Mittlerweile wird dieses dunkle Kapitel mit Unterstützung von betroffenen Familien und Nachkommen sowie des Bezirks, der Zugriff auf die Archive hat, aufgearbeitet. Von etwa 4000 Ermordeten mit Tatbezug Haar wird gesprochen. Deren Namen werden nach und nach benannt: Ein Gedenkbuch listet die Münchner Euthanasie-Opfer auf, ein weiteres Gedenkbuch zu den Opfern aus Oberbayern ist in Vorbereitung. Damit ist die Grundlage gelegt, die Erinnerungsarbeit über allgemeine Beteuerungen und Appelle hinaus zu intensivieren. Kliniksprecher Henner Lüttecke bezeichnet die Nennung der Opfernamen als Frage des "Respekts" und der "Würde" jedes Einzelnen. Zuletzt zeigte die Klinik bei Gedenkveranstaltungen bereits ein Plakat mit Namen und mit dem ersten Satz des Grundgesetzes: "Die Würde des Menschen ist unantastbar." Zur Mahnung ergänzt mit dem durchgestrichenen Wort "nicht".
Mediensäulen mit QR-Codes sollen Interessierten zusätzliches Wissen vermitteln
Der neue Erinnerungsort, der in Planung ist, soll kommendes Jahr öffentlich vorgestellt werden. Das Konzept fand Dienstagabend im Bauausschuss des Haarer Gemeinderats ohne Diskussion einstimmige Unterstützung. Die von einem Baldachin überspannte "Bibliothek" der Namen soll nahe der Hauptverwaltung der Klinik neben dem im Jahr 1990 entstandenen ersten Gedenkort liegen und diesen ergänzen. Dort an der Ringstraße ist nach derzeitigem Stand eine 6,40 Meter lange und 2,40 Meter hohe Gedenk- und Informationswand vorgesehen. Auf der Rückseite wäre in Eichenregalen mit Glastüren das Archiv, in dem die etwa 4000 länglichen, ovalen Tafeln aufbewahrt werden sollen, auf denen die Namen der Opfer und deren Geburtsdatum stehen und die zur Erinnerung wechselnd an der Vorderseite der Bibliothek angebracht werden. Eine Karte soll die Tatorte auf dem Areal zeigen.

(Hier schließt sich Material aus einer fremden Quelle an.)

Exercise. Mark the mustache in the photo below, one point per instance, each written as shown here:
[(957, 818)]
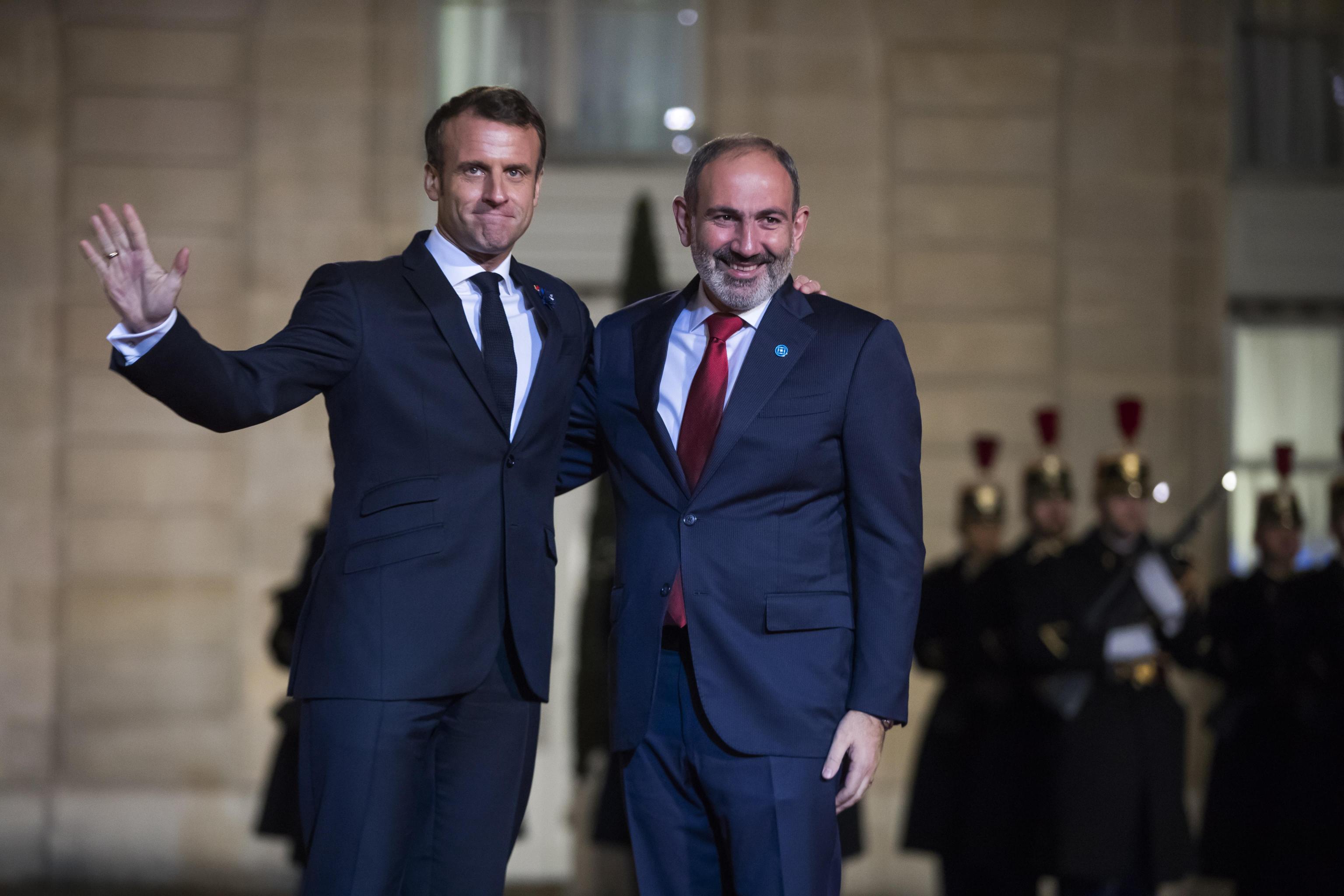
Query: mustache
[(730, 257)]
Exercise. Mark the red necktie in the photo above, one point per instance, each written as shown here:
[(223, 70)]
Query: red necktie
[(701, 424)]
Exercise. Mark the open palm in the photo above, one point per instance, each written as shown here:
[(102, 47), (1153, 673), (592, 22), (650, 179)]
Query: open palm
[(136, 285)]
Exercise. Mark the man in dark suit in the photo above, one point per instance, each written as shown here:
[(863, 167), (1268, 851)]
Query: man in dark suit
[(448, 373), (764, 449)]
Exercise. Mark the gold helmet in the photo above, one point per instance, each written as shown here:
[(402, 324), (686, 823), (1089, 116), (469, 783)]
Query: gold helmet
[(1280, 508), (983, 501), (1338, 490), (1049, 476), (1124, 472)]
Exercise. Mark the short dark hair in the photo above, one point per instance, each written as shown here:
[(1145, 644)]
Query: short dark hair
[(737, 146), (504, 105)]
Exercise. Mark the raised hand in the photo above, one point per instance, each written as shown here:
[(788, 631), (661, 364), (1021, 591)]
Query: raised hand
[(142, 292)]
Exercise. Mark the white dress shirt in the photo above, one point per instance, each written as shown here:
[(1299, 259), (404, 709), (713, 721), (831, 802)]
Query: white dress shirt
[(686, 350), (459, 269)]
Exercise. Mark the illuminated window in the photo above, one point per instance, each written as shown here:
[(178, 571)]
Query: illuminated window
[(615, 80), (1288, 385)]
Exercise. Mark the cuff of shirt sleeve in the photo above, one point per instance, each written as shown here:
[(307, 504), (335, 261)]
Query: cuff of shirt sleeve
[(135, 346)]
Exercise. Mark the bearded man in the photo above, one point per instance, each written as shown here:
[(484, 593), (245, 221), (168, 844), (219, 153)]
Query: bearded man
[(764, 449)]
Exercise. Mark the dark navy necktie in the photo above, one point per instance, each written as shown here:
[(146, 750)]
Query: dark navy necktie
[(498, 346)]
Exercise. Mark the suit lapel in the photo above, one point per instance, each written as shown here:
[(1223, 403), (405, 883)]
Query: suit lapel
[(553, 335), (763, 371), (650, 339), (428, 280)]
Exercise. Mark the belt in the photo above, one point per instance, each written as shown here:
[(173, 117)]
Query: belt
[(674, 637), (1140, 673)]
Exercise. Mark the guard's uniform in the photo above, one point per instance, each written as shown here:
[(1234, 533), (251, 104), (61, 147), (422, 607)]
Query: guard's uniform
[(970, 792), (1311, 617), (1244, 649), (1117, 800), (1120, 781)]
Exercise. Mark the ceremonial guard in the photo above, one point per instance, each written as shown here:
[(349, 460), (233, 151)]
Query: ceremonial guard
[(1311, 614), (1109, 612), (948, 640), (1244, 647), (1011, 757)]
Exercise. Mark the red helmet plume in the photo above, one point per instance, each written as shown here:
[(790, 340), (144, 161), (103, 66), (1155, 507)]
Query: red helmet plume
[(987, 448), (1047, 424), (1284, 458), (1130, 412)]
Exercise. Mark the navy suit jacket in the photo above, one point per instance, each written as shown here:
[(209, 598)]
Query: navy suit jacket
[(436, 514), (802, 549)]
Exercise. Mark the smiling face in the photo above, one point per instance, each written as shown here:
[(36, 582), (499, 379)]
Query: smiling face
[(488, 187), (744, 231)]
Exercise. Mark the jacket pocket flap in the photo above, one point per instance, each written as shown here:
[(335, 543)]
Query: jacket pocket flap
[(417, 491), (808, 610), (799, 406), (393, 549)]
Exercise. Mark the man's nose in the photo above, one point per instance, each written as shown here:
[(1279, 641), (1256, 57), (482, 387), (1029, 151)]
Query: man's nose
[(748, 242), (494, 192)]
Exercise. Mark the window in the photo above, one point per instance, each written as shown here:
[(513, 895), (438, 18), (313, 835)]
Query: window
[(1288, 385), (1291, 85), (615, 80)]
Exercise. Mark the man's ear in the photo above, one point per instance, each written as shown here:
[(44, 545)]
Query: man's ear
[(800, 226), (685, 226), (433, 189)]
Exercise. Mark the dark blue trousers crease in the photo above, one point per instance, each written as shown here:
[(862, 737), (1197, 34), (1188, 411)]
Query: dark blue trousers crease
[(416, 797), (707, 821)]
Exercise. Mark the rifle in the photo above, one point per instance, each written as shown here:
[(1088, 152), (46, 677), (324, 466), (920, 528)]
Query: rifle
[(1066, 692), (1167, 550)]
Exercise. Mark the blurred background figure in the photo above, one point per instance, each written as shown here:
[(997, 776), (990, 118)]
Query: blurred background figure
[(1007, 830), (280, 805), (955, 636), (1244, 808), (1112, 610), (1311, 820)]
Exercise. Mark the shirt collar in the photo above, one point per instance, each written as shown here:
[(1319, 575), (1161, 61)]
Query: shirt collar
[(456, 264), (702, 308)]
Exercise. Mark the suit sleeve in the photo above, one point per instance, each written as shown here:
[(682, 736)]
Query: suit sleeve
[(228, 392), (582, 457), (881, 444)]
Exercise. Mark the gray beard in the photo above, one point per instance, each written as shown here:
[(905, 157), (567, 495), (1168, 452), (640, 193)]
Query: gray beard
[(735, 296)]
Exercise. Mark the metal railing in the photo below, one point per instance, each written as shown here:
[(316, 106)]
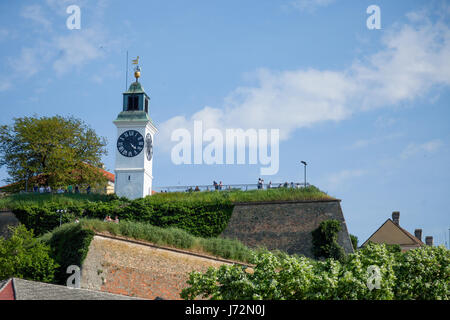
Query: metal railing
[(224, 187)]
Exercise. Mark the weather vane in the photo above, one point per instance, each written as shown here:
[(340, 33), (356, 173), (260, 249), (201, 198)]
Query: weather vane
[(137, 70)]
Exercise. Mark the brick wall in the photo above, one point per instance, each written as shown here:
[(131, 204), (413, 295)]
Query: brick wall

An dem so aufgewerteten Erinnerungsort sollen Kliniksprecher Lüttecke zufolge ebenso wie an den Tatorten Glasstelen errichtet werden, die als Mediensäulen mit QR-Code Interessierten übers Smartphone weitere Informationen etwa über die Orte der Verbrechen liefern. Auch an einen Monitor an der "Bibliothek" ist gedacht. Das bisherige Mahnmal aus dem Jahr 1990 habe "gut gepasst" und seine Berechtigung, findet Henner Lüttecke. Aber jetzt komme man zu einer über Statistiken hinausführende Erinnerungsarbeit. Mit den Kurzbiografien wolle man die Opfer dem Vergessen entreißen.